I had a 510 and a 942 at the same time a while back and I think the 942 does a fine job. I think the issue you are having with respect to using component is because your tv is seeing a 1080i source even though you might have the 942 on an SD channel. The 942 outputs a 1080i signal no matter what channel its on (assuming you have it set to 1080i). Have you tried 4X3 #1 and 4X3 #2? Are they giving you the same effects?

I think that using the composite output for your regular viewing and component for HD will be a good solution if you don't mind switching back and forth.

Jon


----------



## js0873 (Apr 18, 2005)

Well, I'm playing with it right now - watching the 942 on composite TV2 output. Initially I was in 1080i / 4:3 1 mode and the reception didn't look as good as the 510. I've tried various settings, and it appears that 480p gives me something better than 1080i, maybe even approaching the 510. The HDTV channels, although they're really not in true HDTV since they're being fed via composite, look really sharp and almost as good as HDTV - clearly better than normal SDTV. Somehow I don't think I'm getting quite the same thing as the 510, though, because I have another TV close by hooked up to another 510, and I'm getting an echo when watching the same channel, as if the TV2 output is being delayed somewhat, almost indicating some type of conversion. Does anyone know what would cause that audio delay (maybe video too, but it's so close it's hard to tell)?


----------



## Cold Irons (Dec 7, 2005)

It appears that all the Dish DVR models have a slightly different delay caused by buffering/Hard Disk etc.

For the Super Bowl this year, I ran coax from my bedroom 721 out to a "temporary" TV in the dining room so as to supplement my HDTV & 942 in the living room. Found that the 2 DVRs were out of sync by about 2 seconds. Had to mute the TV in the dining room so that wouldn't drive us nuts......


----------



## js0873 (Apr 18, 2005)

Actually, the more I look at the signal now it appears that it's really not as sharp as the original 510 was. I'm guessing some conversion is done on the SD signal, even on composite output on TV2 which is obviously SDTV. This is disappointing, since I had hoped to at least equal what I had before. Just to make sure, I'm going to try to get a way of quickly comparing the 2, just by swapping the composite cables. What's anyone else's opinion? Does their 942 on SDTV channels provide just as sharp a picture as SD receivers like the 508/510s?


----------



## Mike Johnson (Jan 16, 2005)

Just out of curiosity have you tried running the 942 in Dual Mode? I used mine in single mode, very much like you are using yours, until I got my 622. I'm now using my 942 in Dual mode and I have found the TV2 output to be much better, and in the right aspect ratio. I have the TV1 out run to a HD input on my TV and TV2 to a SD input. My TV will do PIP on it's own. (Now that I have a 622, the 942 is primarily used on a SD TV in my office and seldom on the HDTV in the living room.)

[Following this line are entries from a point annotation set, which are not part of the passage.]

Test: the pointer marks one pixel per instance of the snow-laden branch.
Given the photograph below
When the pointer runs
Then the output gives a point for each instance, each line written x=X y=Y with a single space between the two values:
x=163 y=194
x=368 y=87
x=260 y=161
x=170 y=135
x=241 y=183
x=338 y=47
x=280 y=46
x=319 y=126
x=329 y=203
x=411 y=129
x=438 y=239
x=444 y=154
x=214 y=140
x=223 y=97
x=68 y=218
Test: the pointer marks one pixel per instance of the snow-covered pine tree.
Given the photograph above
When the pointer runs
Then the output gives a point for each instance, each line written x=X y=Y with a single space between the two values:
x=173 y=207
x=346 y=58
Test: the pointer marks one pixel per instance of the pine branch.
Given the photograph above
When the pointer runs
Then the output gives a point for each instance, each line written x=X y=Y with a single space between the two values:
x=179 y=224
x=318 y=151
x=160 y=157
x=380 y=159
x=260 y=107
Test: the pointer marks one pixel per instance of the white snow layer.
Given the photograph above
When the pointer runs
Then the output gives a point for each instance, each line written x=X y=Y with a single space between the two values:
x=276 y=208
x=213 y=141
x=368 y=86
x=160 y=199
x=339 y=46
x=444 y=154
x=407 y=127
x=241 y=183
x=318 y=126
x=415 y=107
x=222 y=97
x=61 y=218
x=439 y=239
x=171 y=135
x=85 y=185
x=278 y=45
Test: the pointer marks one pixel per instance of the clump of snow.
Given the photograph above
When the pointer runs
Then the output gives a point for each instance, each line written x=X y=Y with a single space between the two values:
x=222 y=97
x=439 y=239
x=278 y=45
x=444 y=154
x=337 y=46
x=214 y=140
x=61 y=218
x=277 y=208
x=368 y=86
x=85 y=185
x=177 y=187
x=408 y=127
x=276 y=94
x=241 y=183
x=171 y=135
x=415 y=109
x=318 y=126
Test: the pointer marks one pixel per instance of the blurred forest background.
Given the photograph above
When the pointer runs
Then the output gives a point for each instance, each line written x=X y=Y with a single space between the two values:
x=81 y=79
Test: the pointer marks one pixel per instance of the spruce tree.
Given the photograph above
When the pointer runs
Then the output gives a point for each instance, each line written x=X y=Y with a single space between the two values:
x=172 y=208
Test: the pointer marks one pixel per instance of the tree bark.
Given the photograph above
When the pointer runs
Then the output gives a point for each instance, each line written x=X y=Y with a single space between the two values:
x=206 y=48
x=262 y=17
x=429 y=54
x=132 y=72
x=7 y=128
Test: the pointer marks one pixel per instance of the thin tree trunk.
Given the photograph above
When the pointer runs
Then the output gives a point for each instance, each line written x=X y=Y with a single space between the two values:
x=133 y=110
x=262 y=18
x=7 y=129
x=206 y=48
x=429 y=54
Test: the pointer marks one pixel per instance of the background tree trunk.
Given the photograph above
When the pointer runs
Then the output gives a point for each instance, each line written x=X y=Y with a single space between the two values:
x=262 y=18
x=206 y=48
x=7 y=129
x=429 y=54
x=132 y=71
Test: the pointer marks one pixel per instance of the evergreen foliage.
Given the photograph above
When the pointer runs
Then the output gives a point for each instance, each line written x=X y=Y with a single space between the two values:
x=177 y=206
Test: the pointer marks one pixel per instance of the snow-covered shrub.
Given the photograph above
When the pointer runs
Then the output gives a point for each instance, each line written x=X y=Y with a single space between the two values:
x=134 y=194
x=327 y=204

I did have to really rethink the way I use the 942 and how I set timers, but the document I posted over in the 622 really helped. Anyway, I was surprised that I had put up with the sub-standard video output on TV2 in Single Mode and I was very surprised when I started using Dual mode. It might be something you want to consider.


----------



## Michael P (Oct 27, 2004)

Cold Irons said:


> It appears that all the Dish DVR models have a slightly different delay caused by buffering/Hard Disk etc.
> 
> For the Super Bowl this year, I ran coax from my bedroom 721 out to a "temporary" TV in the dining room so as to supplement my HDTV & 942 in the living room. Found that the 2 DVRs were out of sync by about 2 seconds. Had to mute the TV in the dining room so that wouldn't drive us nuts......


You could have 2 identical model IRD's and get the same affect. The dealy is caused by the decocing of MPEG2 into analog by two different receivers.

Since they were DVR's you could have delayed the "early" one by 2 seconds so that the two receivers would have been closer in sync.


----------